Normalising Trauma
Trauma is normal. It happens to everyone. Please consider that specific traumas may be mentioned below that could be triggering. Do not read if you are sensitive to those triggers and unsupported.
We live in a world where bad things happen to good people, men, women, and non-binary folk alike. Even if you manage to survive childhood and avoid war, rape, sexual abuse, molestation, physical or emotional abuse or abandonment, assault, boundary violations, neglect, repressive religious or cultural environments, miscarriage, break-up, co-dependency, chronic health issues, car accidents, narcissistic relationships, heartbreak, abortion, c-section, traumatic birth, surgery, death of a loved one, betrayal, near death experiences, abduction or general isolation a “normal upbringing” also usually results in many micros moments of trauma including a disconnection from and shaming of our inherent sexual nature or vivacious selves.
Life happens and we have to keep going.
If you're reading this now you've made it to your current age and you’re still functional enough to reach out for help or to seek a better quality of experience. Well done. Not everyone makes it this far.

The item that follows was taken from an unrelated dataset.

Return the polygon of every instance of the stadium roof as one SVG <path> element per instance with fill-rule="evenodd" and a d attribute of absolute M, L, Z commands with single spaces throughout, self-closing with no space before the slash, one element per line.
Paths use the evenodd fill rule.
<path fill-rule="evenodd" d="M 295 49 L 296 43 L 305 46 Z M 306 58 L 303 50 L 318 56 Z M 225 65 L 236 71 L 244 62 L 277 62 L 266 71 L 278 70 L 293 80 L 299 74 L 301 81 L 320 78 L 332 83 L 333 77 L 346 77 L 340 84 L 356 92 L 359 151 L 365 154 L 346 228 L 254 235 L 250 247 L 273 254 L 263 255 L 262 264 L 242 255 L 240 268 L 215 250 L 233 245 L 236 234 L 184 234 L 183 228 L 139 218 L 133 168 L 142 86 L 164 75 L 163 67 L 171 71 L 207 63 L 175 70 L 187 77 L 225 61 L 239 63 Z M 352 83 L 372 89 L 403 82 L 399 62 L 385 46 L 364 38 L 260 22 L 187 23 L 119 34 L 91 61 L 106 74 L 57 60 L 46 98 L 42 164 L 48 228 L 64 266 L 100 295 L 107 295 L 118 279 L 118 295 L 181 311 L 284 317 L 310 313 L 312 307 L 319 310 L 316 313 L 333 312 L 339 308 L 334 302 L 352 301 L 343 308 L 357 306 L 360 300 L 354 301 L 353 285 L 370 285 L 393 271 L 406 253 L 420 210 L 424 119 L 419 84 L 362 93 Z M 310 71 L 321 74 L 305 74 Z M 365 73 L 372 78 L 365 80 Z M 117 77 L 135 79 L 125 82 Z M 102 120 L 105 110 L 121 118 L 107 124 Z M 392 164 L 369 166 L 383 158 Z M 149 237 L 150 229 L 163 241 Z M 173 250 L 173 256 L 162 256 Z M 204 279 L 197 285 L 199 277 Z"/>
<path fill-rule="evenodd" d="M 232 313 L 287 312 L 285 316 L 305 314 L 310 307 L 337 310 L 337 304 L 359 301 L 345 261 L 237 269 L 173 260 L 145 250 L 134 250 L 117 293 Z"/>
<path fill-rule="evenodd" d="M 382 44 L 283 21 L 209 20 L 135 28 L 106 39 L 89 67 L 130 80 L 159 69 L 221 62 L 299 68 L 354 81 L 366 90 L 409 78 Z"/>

Take a moment to appreciate that and everyone you know whose odds were stacked less favourably against them.
Our Trauma shapes us.
On an unconscious level our bodies and brains remember what worked in the past to help us navigate overwhelming experiences and we then utilise the fast-track neural pathways we built at that time to operate successful behaviours again and again whenever we feel under threat. Most of the time we don't even realise it's happening.
Your body is a survival expert.
These experiences of childhood and adult trauma and the survival mechanisms we learn as a result of them cause us to close-down, split-off and become inherently less capable of connection and intimacy. They affect our psyche, our neurology, our emotional reactivity and the patterns of muscular tension in the body.
All of this affects our Sex, our relationship with our Self and our relationships with other.
In therapy we identify how you avoid your pain.
In PsychoSexual Somatics® Therapy (PST) we identify your "Avoidant behaviours": those patterns of operating in your bodymind that have been successful to stop you becoming overwhelmed in the past by experiences of Rejection, Abandonment, Betrayal, Worthlessness and Powerlessness. We work to create new neural pathways that offer you more choices in how you show up in life so that you can be more present, more loving and ultimately experience more pleasure.
Our brains love efficiency and the rewards of nice feelings so very quickly the body learns to direct sensory traffic down your new, more loving pathways and the old trauma neural mega-highways begin to delete and dissolve, leaving you free to live your life unconstrained by the effects of your past.
Internal Family Systems works in a different way and also navigates you into relationship with the parts of yourself that protect and manage the deeply painful and vulnerable feelings that you are holding in the unconscious. Over time you release the grip of protective parts of your personality by coming into loving connection with them and an understanding of why they are doing what they are doing.
This allows you to recover leadership and protection of your vulnerability from your younger trauma-reactive parts and to open more and more space for making decisions about your life from alternative, healthier and more functional places. With the "unburdening" of the extreme beliefs and emotions that have been locked away, comes more energy, aliveness and vitality in the body.